Ms Warne said so far she has not accessed any support from the Canadian government.
"We came over to Canada with a project already running so we didn't really tap into what was available," she said. "It was not really on our radar."
Canada's women's entrepreneurship strategy
However, Canada is firmly on more female entrepreneurs radar after its proudly feminist Prime Minister unveiled a raft of incentives in the country's budget in February including $C2 billion ($2.05 billion) in funding for a women's entrepreneurship strategy.
Justin Trudeau, Canada’s prime minister, has announced $2 billion in funding for women entrepreneurs.
Speaking at DWEN, Bardish Chagger, the leader of the Canadian government in the house of commons and former small business minister, said Canada's women's entrepreneurship strategy was "created by women entrepreneurs for women entrepreneurs".
The $2 billion women's entrepreneurship strategy, which includes $1.4 billion over three years in financing for women entrepreneurs, $10 million over five years to connect women with expanded export services and opportunities and $200 million for investments in women-led technology firms.
"What we are doing is creating an opportunity for women entrepreneurs. We heard there are certain areas that are not properly funded or there are not resources available and venture capital is one of those areas. This is about being able to provide women entrepreneurs with access to capital," Ms Chagger told DWEN.
Bardish Chagger, leader of the Candian government in the house of commons and the former minister of small business, speaking at DWEN.

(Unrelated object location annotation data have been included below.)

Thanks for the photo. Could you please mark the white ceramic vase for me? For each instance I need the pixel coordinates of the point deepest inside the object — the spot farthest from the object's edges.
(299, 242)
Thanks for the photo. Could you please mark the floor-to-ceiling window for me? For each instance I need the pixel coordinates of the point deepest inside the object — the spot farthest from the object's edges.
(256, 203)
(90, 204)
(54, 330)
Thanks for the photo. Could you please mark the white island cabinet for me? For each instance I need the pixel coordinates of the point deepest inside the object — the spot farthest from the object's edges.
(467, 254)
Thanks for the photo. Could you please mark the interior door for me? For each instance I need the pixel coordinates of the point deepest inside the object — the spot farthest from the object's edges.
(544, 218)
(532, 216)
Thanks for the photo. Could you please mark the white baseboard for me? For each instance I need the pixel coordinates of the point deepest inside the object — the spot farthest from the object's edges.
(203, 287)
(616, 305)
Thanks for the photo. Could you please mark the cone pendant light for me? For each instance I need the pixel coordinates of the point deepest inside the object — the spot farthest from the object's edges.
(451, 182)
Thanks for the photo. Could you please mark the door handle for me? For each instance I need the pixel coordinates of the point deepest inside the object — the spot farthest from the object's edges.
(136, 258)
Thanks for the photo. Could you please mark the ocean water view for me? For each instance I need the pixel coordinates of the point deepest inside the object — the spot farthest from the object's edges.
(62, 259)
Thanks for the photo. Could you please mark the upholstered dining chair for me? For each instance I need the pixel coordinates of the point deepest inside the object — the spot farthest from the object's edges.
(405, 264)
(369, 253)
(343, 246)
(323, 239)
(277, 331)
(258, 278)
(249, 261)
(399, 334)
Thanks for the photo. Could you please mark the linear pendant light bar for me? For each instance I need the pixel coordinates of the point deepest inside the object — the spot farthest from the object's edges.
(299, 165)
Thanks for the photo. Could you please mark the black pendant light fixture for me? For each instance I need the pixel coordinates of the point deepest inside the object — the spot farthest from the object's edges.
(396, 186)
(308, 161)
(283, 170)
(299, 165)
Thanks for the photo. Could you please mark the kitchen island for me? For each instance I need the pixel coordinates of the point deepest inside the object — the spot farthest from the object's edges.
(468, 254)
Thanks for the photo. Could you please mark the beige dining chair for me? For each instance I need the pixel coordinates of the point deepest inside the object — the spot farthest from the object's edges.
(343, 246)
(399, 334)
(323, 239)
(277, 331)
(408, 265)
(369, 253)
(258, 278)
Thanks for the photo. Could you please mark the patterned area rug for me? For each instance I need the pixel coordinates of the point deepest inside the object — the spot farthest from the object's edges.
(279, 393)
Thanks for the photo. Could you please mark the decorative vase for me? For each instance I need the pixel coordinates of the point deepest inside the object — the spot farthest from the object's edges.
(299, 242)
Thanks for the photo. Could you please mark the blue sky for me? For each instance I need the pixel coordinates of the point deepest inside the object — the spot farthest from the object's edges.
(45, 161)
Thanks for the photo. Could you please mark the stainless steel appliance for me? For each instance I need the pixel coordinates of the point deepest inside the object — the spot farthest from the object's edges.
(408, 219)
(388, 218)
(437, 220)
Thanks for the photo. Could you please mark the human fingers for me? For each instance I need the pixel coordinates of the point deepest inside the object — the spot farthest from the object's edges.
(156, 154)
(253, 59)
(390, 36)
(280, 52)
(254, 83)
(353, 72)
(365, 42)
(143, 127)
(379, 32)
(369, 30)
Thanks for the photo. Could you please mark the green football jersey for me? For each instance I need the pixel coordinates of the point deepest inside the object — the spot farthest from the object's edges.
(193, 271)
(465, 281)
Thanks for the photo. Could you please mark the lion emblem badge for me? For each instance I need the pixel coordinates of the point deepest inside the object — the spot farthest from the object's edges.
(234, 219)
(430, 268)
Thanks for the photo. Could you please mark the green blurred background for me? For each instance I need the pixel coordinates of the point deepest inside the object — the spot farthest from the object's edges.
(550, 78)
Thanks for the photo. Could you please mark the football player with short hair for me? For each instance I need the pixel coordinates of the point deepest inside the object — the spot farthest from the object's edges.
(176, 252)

Ms Chagger said the women's entrepreneurship strategy would inspire the younger generation of Canadians.
"We have to change the face of what entrepreneurship looks like," she said. "The women's entrepreneurship strategy came from a desire to make sure half the population is not left behind."
When an attendee at DWEN asked Ms Chagger why Canada's Prime Minister was "so enlightened" Ms Chagger said Mr Trudeau "likes strong women around him".
"Anyone who picks me to be at a cabinet table has to be pretty welcoming about opinions because I have an opinion about everything and it’s for free at all times," she said.
The Canadian government is also luring entrepreneurs by reducing its tax rate for small businesses to 9 per cent by 2019 in comparison to Australia's small business tax rate of 25 per cent.
However, the number of women-owned small businesses in Canada is much lower than in Australia with less than 16 per cent of businesses owned by women, compared to 33 per cent in Australia.
The reporter attended DWEN in Toronto as a guest of Dell.